Using this strategy, it is also a way to hear about local gossip that could be brewing within your opponent’s party. At almost all 60 kampungs we visited, Perikatan Nasional had set up at least one “markas” in the area.
Coming to his late 60s, Peter’s stamina throughout the campaign trail was something I admired – mainly because even in my early 20s, I was exhausted myself. His usual days started at 6am at one of the Tamus (morning markets) in Bingkor, followed by house-to-house visits at a minimum of two to four kampungs – larger kampungs took longer hours due to the number of houses they contained, more events/ceramahs at 7pm, office meetings at 11pm and officially ending at 12am. In car rides, Peter would stay more and more quiet closer to Election Day, both fatigue and the rakyat’s choice coming to surface.
His opponent’s team were doing visits only on the day before elections. It was rumoured that locals were allegedly getting ‘handouts’ to ensure they would vote for the ‘correct’ party.

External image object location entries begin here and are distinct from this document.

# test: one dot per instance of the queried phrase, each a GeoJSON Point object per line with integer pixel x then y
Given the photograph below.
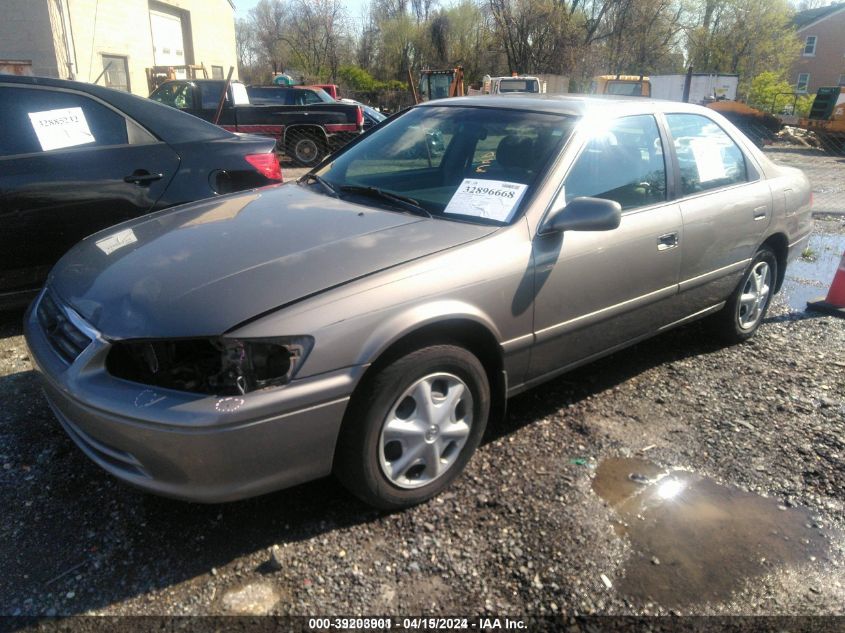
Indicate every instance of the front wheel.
{"type": "Point", "coordinates": [742, 315]}
{"type": "Point", "coordinates": [413, 427]}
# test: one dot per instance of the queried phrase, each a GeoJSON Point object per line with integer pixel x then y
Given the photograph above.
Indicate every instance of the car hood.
{"type": "Point", "coordinates": [201, 269]}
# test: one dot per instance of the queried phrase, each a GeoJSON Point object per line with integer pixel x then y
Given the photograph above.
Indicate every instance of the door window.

Approximately a month after Election Day, MalaysiaKini publishes an article stating, “Bingkor rep denies vote-buying on Sabah polling day”. The article stated that Bersih’s election observers had documented a long queue of voters outside PN Robert Tawik’s office (https://www.malaysiakini.com/news/546556).
September 27th, as we came back to the office from our respective polling stations, we watched the votes rise and fall on the projected screen in the centre of the room. On the live broadcast, former Prime Minister Najib Razak celebrated with Barisan Nasional members, the alliance for the Perikatan Nasional party, in what looked like a fancy banquet room.
Peter had lost the seat to N.40 Bingkor. I don’t think I’ll ever forget the expression on Peter’s face that evening because although he was sporting his usual warm smile, you could see the defeat in his eyes. In a room of thirty teary-eyed people, Peter made his speech for his team when no one had the words to speak. Because that’s what Peter was – a leader who persistently showed guidance even in the most fragile of times.
In Keningau today, almost three months after the elections, headlines read “Aid for Keningau Hospital”, and “Keningau MP says he received MOH’s early release from Mandatory Quarantine”. A good government is one that reacts well under pressure, and COVID-19 being the defining factor, Sabah’s government has the exam right in front of them.
With only 12% of Malaysia’s population in the state, Sabah’s 19,898 active COVID-19 cases holds approximately 38% of the country’s overall cases. Sabah remains a priority to the federal government because poor roads to healthcare, accessibility to government services and unreliable electricity services make it all the more difficult to combat the pandemic – factors controlled by the individuals in power such as the state’s Members of Parliament.
From my personal experience in Sabah, the biggest thing I’ve learnt is that although ballots cannot be physically bought, money still talks. Money has bought the majority of 17,828 voters of N.40 Bingkor’s rakyat, because their struggle to get through each day is never guaranteed. And even though it has potentially led them to the same candidate who failed to improve the quality of their lives over the last two years he has served, it is the rough conditions and limited resources they have that forced that choice from them. Unfortunately for Bingkor’s rakyat, this desperate feature was used to Perikatan Nasional’s advantage for power.
Peter may have lost the hearts to the 60 kampungs of Bingkor, but to the DAP team who campaigned with him through the long hours, he’ll always be our champion.
Hayley Lee
*The views and opinions expressed are those of the author and do not necessarily reflect the official policy or position of the DAP.